From the Dictionary of National Biography...

CARSE, ALEXANDER (fl. 1812–1820), painter, was a native of Edinburgh, where he enjoyed a good reputation as a painter. About 1812 he came to London, and in the ensuing years exhibited several pictures at the Royal Academy and at the British Institution. His pictures chiefly represented scenes from Scottish domestic life, often of a humorous character. His colouring and drawing met with very favourable criticism. He resided for some years in Grenville Street, Somers Town, but seems about 1820 to have returned to Edinburgh, where he continued to paint for some years. He is sometimes described as ‘Old Carse,’ which seems to point to his being the father of William Carse [q. v.] The date of his death has not been ascertained. A picture by him has recently been presented to the Scottish National Gallery.

[Graves's Dict. of Artists; Catalogues of the Royal Academy and the British Institution; Annals of the Fine Arts, i. 423, ii. 44; information from Mr.
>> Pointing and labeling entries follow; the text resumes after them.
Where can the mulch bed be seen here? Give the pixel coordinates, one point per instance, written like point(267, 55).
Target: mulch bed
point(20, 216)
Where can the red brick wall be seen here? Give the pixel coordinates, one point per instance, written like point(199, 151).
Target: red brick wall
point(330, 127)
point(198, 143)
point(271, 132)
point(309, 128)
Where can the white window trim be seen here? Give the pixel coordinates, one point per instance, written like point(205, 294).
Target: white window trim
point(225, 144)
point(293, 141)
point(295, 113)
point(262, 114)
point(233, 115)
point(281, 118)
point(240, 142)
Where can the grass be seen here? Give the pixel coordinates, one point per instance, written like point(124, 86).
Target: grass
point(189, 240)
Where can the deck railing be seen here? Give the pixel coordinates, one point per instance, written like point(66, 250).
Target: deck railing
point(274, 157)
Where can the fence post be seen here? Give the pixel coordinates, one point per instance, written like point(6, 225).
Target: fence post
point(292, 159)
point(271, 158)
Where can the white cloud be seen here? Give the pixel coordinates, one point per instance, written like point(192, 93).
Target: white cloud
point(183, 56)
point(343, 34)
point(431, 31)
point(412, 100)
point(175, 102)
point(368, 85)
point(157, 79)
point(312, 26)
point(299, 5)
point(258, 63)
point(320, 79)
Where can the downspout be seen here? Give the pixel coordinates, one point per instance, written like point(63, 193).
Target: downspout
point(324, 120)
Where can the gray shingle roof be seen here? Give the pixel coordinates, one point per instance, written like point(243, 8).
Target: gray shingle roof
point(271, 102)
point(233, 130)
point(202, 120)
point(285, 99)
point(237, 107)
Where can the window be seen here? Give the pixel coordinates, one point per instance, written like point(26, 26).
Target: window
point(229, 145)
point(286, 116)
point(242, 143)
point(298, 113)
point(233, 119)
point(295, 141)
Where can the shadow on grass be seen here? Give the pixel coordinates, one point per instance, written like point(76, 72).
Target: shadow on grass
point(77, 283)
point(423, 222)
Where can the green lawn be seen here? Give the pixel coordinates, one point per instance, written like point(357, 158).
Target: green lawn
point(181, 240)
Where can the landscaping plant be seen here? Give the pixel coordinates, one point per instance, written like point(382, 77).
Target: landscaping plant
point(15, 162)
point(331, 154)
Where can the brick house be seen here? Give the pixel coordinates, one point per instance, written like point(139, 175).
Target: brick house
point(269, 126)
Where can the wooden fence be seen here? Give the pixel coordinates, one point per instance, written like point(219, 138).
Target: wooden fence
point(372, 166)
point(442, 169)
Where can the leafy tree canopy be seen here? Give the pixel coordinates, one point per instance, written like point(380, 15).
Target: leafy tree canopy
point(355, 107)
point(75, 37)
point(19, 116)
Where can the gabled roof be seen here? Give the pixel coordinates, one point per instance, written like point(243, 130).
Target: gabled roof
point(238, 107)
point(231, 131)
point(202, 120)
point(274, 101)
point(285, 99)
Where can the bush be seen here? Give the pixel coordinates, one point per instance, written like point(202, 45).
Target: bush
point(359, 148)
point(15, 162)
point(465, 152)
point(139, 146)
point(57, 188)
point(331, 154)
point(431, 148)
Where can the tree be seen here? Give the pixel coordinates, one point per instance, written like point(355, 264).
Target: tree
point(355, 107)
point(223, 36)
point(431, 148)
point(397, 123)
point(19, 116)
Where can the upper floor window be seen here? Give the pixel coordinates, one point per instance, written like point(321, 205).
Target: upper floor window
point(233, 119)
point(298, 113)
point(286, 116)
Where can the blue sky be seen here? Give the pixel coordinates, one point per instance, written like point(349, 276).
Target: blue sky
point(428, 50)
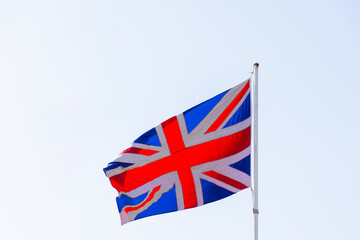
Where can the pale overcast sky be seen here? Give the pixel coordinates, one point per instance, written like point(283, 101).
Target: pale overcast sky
point(80, 80)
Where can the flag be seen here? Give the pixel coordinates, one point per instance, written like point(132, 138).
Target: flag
point(199, 156)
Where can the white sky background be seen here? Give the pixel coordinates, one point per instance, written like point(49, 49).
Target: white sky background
point(80, 80)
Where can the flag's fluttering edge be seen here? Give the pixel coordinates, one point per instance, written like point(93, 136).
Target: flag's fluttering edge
point(197, 157)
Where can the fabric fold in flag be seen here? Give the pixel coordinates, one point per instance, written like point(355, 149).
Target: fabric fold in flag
point(199, 156)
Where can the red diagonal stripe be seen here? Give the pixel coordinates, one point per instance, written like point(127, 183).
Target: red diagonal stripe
point(182, 161)
point(147, 152)
point(149, 198)
point(226, 180)
point(229, 109)
point(173, 135)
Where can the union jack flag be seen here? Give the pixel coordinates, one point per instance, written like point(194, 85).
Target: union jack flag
point(197, 157)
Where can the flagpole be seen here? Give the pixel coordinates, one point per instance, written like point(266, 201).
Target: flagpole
point(255, 149)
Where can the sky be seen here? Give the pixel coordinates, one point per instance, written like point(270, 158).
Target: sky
point(80, 80)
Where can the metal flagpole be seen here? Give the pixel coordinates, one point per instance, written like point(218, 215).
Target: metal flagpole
point(255, 150)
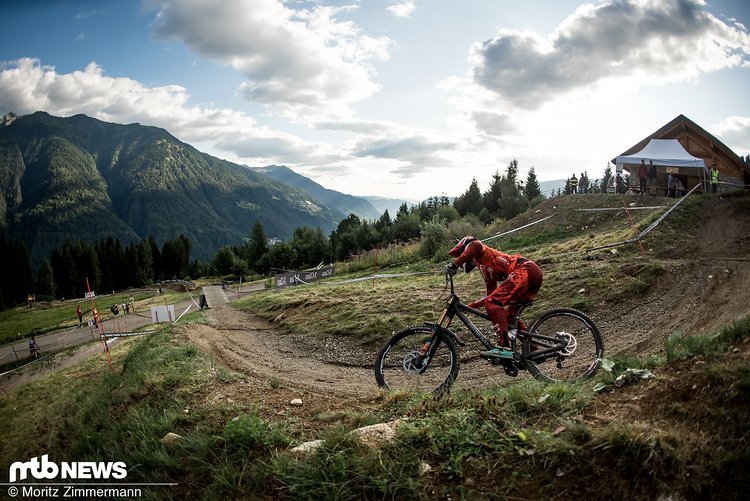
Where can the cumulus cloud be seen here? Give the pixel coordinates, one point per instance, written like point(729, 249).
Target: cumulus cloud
point(401, 9)
point(291, 58)
point(414, 152)
point(735, 131)
point(27, 86)
point(643, 40)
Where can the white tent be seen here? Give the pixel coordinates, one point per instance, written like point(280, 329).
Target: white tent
point(667, 152)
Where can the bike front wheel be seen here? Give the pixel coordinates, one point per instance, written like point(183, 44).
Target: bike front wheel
point(399, 366)
point(584, 347)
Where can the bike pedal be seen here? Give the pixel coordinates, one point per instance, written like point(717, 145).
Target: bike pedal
point(511, 370)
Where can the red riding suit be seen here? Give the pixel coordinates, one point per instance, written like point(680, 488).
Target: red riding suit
point(508, 278)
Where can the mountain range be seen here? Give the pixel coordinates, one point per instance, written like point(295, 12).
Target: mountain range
point(82, 178)
point(342, 203)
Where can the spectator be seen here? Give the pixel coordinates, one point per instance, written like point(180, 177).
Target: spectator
point(714, 178)
point(642, 176)
point(573, 184)
point(652, 176)
point(33, 348)
point(678, 187)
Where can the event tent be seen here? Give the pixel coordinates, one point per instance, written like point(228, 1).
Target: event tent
point(667, 152)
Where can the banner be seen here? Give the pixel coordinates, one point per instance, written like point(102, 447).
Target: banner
point(301, 277)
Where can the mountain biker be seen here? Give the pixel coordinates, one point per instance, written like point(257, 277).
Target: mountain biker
point(508, 278)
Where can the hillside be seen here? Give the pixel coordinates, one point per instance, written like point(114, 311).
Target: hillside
point(81, 178)
point(224, 380)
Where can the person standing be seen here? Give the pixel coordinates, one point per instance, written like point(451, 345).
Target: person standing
point(714, 178)
point(642, 176)
point(573, 183)
point(507, 278)
point(652, 176)
point(33, 348)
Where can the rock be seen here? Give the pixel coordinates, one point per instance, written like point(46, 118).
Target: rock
point(307, 447)
point(170, 438)
point(376, 435)
point(424, 469)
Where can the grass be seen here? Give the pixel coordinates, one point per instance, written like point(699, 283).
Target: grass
point(528, 438)
point(50, 316)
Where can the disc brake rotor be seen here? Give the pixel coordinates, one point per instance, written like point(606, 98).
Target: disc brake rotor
point(571, 343)
point(410, 363)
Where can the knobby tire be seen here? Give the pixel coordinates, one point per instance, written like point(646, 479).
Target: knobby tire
point(583, 362)
point(439, 374)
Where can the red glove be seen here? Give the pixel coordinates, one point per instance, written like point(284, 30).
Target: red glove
point(478, 303)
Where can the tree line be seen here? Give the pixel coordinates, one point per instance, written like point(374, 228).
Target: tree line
point(109, 265)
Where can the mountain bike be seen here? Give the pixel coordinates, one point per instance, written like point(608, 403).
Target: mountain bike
point(563, 344)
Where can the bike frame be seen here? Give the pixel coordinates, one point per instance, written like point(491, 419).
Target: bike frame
point(455, 308)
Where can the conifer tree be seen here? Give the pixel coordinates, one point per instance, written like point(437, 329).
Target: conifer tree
point(533, 190)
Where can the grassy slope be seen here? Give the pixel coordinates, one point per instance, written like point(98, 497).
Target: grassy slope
point(526, 440)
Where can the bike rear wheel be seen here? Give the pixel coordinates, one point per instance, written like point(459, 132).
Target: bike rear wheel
point(585, 347)
point(398, 366)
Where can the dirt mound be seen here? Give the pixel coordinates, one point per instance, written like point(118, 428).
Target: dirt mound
point(702, 285)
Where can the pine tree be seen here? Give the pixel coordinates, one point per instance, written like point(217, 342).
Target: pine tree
point(257, 247)
point(533, 190)
point(471, 201)
point(45, 288)
point(492, 196)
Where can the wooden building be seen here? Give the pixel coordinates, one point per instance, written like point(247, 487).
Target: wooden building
point(734, 173)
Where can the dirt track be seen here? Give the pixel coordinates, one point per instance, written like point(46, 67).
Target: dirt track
point(704, 288)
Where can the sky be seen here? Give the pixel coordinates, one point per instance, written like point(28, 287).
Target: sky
point(394, 98)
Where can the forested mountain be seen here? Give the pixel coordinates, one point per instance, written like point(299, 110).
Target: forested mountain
point(341, 202)
point(81, 178)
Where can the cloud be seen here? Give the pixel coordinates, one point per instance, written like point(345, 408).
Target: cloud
point(402, 9)
point(27, 86)
point(642, 40)
point(735, 131)
point(295, 59)
point(414, 153)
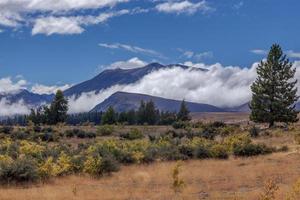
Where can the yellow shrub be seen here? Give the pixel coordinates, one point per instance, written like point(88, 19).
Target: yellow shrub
point(6, 159)
point(31, 148)
point(235, 140)
point(92, 165)
point(64, 164)
point(48, 168)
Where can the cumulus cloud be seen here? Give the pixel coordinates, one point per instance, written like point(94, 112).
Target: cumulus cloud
point(10, 109)
point(7, 85)
point(131, 48)
point(182, 7)
point(44, 89)
point(128, 64)
point(194, 55)
point(70, 25)
point(60, 16)
point(289, 53)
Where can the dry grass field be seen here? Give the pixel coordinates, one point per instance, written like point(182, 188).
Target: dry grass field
point(207, 179)
point(235, 178)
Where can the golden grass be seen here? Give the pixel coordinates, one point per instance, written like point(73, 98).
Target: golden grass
point(207, 179)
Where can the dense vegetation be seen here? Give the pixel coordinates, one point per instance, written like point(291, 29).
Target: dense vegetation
point(38, 153)
point(274, 91)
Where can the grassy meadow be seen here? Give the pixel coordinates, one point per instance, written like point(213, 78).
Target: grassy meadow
point(204, 159)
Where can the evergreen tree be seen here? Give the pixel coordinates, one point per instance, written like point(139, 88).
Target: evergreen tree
point(141, 114)
point(57, 112)
point(150, 113)
point(183, 114)
point(274, 92)
point(109, 117)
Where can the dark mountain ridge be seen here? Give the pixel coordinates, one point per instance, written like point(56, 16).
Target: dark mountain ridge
point(123, 101)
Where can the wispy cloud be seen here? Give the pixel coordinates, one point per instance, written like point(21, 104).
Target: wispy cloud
point(133, 49)
point(180, 7)
point(195, 55)
point(289, 53)
point(71, 25)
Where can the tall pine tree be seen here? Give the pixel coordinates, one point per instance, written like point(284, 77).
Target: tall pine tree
point(57, 113)
point(274, 92)
point(183, 114)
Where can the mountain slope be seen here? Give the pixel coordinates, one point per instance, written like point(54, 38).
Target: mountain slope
point(122, 101)
point(118, 76)
point(27, 97)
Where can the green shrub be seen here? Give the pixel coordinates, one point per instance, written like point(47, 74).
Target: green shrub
point(219, 151)
point(133, 134)
point(19, 135)
point(105, 130)
point(187, 151)
point(251, 150)
point(254, 131)
point(98, 166)
point(18, 171)
point(203, 152)
point(6, 129)
point(180, 125)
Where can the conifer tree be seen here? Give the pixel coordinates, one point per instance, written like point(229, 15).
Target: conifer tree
point(58, 109)
point(274, 92)
point(183, 114)
point(109, 117)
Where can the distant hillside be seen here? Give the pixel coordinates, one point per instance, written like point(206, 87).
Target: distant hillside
point(122, 101)
point(28, 98)
point(113, 77)
point(245, 108)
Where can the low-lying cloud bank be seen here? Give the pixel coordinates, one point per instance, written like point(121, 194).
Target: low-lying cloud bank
point(219, 85)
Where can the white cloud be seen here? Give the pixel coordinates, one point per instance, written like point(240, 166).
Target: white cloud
point(131, 48)
point(9, 109)
point(61, 25)
point(289, 53)
point(54, 13)
point(259, 51)
point(182, 7)
point(196, 56)
point(7, 85)
point(44, 89)
point(128, 64)
point(70, 25)
point(292, 54)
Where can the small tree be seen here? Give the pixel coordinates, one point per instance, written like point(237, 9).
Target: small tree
point(274, 92)
point(57, 112)
point(183, 114)
point(109, 117)
point(151, 113)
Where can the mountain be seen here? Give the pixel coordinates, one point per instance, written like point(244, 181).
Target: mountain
point(123, 101)
point(28, 98)
point(118, 76)
point(245, 108)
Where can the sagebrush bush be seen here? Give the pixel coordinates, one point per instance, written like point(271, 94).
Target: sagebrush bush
point(6, 129)
point(18, 171)
point(180, 125)
point(105, 130)
point(251, 150)
point(254, 131)
point(133, 134)
point(219, 151)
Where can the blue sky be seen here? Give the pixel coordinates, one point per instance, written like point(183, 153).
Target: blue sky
point(66, 43)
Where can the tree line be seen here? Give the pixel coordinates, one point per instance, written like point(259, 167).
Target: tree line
point(274, 98)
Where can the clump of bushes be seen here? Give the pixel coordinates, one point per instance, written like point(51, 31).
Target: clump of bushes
point(133, 134)
point(105, 130)
point(18, 171)
point(254, 131)
point(251, 150)
point(79, 134)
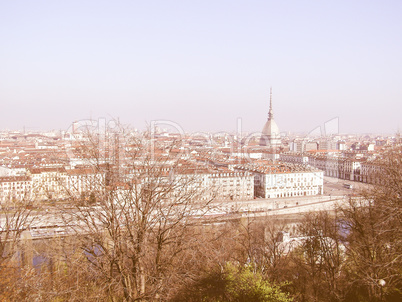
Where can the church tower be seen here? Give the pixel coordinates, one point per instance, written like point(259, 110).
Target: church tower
point(271, 136)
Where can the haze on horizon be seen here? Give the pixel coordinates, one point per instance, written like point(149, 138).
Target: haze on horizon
point(202, 64)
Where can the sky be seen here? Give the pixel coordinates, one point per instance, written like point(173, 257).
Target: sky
point(202, 64)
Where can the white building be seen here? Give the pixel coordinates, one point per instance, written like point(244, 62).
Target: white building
point(272, 180)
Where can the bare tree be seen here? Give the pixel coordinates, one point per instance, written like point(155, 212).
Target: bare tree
point(375, 234)
point(15, 220)
point(139, 223)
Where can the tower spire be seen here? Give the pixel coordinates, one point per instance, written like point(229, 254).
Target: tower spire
point(270, 113)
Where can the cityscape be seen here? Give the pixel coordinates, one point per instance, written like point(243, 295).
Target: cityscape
point(182, 151)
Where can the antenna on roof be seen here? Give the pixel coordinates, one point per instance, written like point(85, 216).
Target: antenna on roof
point(270, 113)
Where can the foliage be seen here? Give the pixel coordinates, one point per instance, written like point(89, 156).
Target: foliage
point(233, 283)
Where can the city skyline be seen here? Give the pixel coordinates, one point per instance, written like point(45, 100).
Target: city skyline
point(202, 65)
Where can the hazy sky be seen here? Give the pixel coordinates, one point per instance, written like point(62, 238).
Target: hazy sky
point(202, 64)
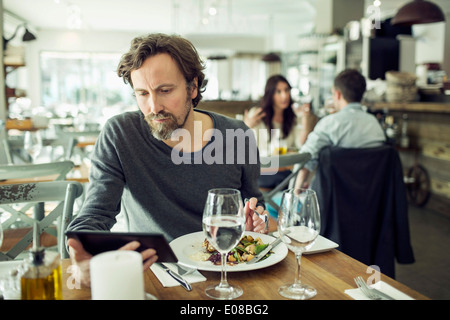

J. M. Gray.]

CARSE, WILLIAM (fl. 1818–1845), painter, was a native of Edinburgh, and seems to have been the son of Alexander Carse [q. v.] In 1818 he was a student at the British Institution, and resided with Alexander Carse at Grenville Street, Somers Town. His first pictures were cattle pieces in the style of Paul Potter, but later he devoted himself to subject pictures, chiefly scenes from lowly Scottish life. In the years 1820–9 he exhibited pictures at the Royal Academy, the British Institution, and the Suffolk Street Exhibition. During the latter part of his residence in London he resided in Southampton Crescent, Euston Square. About 1830 he returned to Edinburgh, and exhibited pictures in the Royal Scottish Academy up to 1845, after which date he cannot be traced.

[Graves's Dict. of Artists; Catalogues of the Royal Academy and the British Institution; Annals of the Fine Arts, iii. 598; information from Mr. J. M. Gray.]